480 graduate from Wayne Community College
By Bonnie Edwards
Published in News on May 14, 2006 2:04 AM
Michelle Buchanan sat in wonder outside the Wayne Learning Center at Wayne Community College Friday night, still not believing all that stood between her and college graduation was a walk across the stage and the turn of a tassel.
She was one of the 480 students who received associate's degrees, diplomas and certificates during the commencement ceremony, WCC President Ed Wilson commented on a day that matched the occasion.
"I've been president 14 years, and this is the most beautiful night we've had," he said.
Ms. Buchanan's road to her seat among the soon-to-be graduates was not an easy one -- even if she was one of the honor students with a 4.0 grade point average on this day.
"I was a ninth grade drop-out," said Ms. Buchanan, who was about to receive her industrial systems technology degree. "I got my GED in California. I can't believe I came back to school and was successful. It is just amazing."
Ms. Buchanan has already started working at the second Smithfield Packing plant in Kinston.
She is working as an electrician -- a non-traditional career for a woman. She said she is proud of herself and the company that took a chance.
"They had to be prepared to take the flack that comes with hiring a woman to be your electrician. It's not the norm, but maybe it will be some day."
Student Government president Suresh Bhagchandi also had a story of a journey.
During his greeting to the graduates, he spoke of one of his instructor's recent comments.
"Suresh you sure have come a long way here at Wayne," the teacher said.
"Yeah, 6,000 miles," he said, referring to the distance he traveled from India.
But although he joked, he knew what his instructor meant.
He said he has come far as a student and as an individual during his years at Wayne Community College.
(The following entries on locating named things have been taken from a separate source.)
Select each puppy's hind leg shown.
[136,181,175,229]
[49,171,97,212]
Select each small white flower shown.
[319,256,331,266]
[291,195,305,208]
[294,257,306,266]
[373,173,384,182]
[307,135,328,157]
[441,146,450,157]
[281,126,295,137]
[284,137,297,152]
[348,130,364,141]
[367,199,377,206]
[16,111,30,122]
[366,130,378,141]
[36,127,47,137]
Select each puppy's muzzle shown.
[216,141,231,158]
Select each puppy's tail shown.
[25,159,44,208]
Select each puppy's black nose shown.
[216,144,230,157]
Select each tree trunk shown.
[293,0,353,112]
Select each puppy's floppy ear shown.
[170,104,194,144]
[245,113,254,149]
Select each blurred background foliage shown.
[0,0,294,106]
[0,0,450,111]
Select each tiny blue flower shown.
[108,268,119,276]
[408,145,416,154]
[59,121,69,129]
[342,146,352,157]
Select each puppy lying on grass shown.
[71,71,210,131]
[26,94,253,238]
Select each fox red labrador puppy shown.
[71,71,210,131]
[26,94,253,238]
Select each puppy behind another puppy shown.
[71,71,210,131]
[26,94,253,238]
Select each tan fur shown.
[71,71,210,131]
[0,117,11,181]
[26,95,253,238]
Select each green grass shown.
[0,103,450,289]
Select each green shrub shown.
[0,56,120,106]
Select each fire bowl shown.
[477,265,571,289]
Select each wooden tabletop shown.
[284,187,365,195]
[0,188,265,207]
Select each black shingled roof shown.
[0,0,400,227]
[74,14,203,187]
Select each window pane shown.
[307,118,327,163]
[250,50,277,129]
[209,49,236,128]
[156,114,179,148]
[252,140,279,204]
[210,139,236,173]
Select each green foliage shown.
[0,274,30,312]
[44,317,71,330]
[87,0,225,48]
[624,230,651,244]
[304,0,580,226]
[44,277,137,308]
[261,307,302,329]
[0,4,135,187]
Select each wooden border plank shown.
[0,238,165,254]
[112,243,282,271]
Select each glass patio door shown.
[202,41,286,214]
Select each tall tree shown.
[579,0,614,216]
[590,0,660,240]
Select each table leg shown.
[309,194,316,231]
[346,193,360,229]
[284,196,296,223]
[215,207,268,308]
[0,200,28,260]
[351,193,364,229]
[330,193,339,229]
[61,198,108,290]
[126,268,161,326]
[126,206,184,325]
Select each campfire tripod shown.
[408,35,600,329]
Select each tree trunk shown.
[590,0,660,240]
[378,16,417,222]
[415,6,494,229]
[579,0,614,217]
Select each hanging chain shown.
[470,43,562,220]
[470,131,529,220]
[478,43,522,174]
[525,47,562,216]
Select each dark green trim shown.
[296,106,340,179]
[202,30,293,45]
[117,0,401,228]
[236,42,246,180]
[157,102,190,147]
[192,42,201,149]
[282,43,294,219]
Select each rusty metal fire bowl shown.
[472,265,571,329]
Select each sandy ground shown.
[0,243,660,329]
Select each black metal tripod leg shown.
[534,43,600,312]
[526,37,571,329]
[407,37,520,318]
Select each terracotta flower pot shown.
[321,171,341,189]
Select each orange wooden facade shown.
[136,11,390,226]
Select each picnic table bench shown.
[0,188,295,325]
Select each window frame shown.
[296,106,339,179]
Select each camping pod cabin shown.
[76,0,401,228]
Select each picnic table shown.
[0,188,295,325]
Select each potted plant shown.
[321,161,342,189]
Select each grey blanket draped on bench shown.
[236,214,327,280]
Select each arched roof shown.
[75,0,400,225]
It is an achievement he shares with all those who were waiting to graduate Friday.
"That is the great thing about America -- everyone gets a chance, whether you're a funny little guy from India like me, or you are one of the students who have worked hard and earned their right to be here today."
Bhagchandi will continue his education, transferring the credits he has earned at Wayne Community College to the University of North Carolina at Chapel Hill.
Keynote speaker Kennon Briggs told the graduates they represent all that is good about the countries they come from, the state they live in and the college where they chose to continue or begin their education.
"I am humbled to be in your presence this evening," said Briggs, the vice president for business and finance for the state community college system.
Although he is one of the primary people in charge of keeping the state's community colleges running now, Wilson said he comes from a family that understands the sacrifices it takes to succeed, especially when getting started isn't easy.
He said his mother dropped out of school early. She married an older man and bore two sons, divorced and worked full-time while studying for her GED from Vance-Granville Community College.
"Over the next decade, she took enough courses to obtain her associate's degree," he said. "Later, she would obtain a baccalaureate degree. She is 68 years old now and recently retired as a regional director from the N.C. Lung Association."
He said his mother could not have attained success, supported her children and contributed to the well-being of the people of North Carolina without the community college system.
In addition to granting of the degrees, the college also honored one of the instructors who helped the students reach their goals.
Elizabeth Hooks received the college's 21st Excellence in Teaching Award, which was presented by Hank Crawford of the Foundation of Wayne Community College.
Ms. Hooks has worked for the college 18 years in business administration and computer technologies programs.
Faculty and students described Ms. Hooks as a dedicated instructor who comes in early and stays late to assist any student who might need help or encouragement.
One of her students said "(Ms. Hooks') hardworking attitude is a shining example for her students. When students see their teacher working hard, it makes them want to do the same in their classes."
Ms. Hooks will also receive a $2,500 cash award and money to attend a national conference honoring outstanding teachers.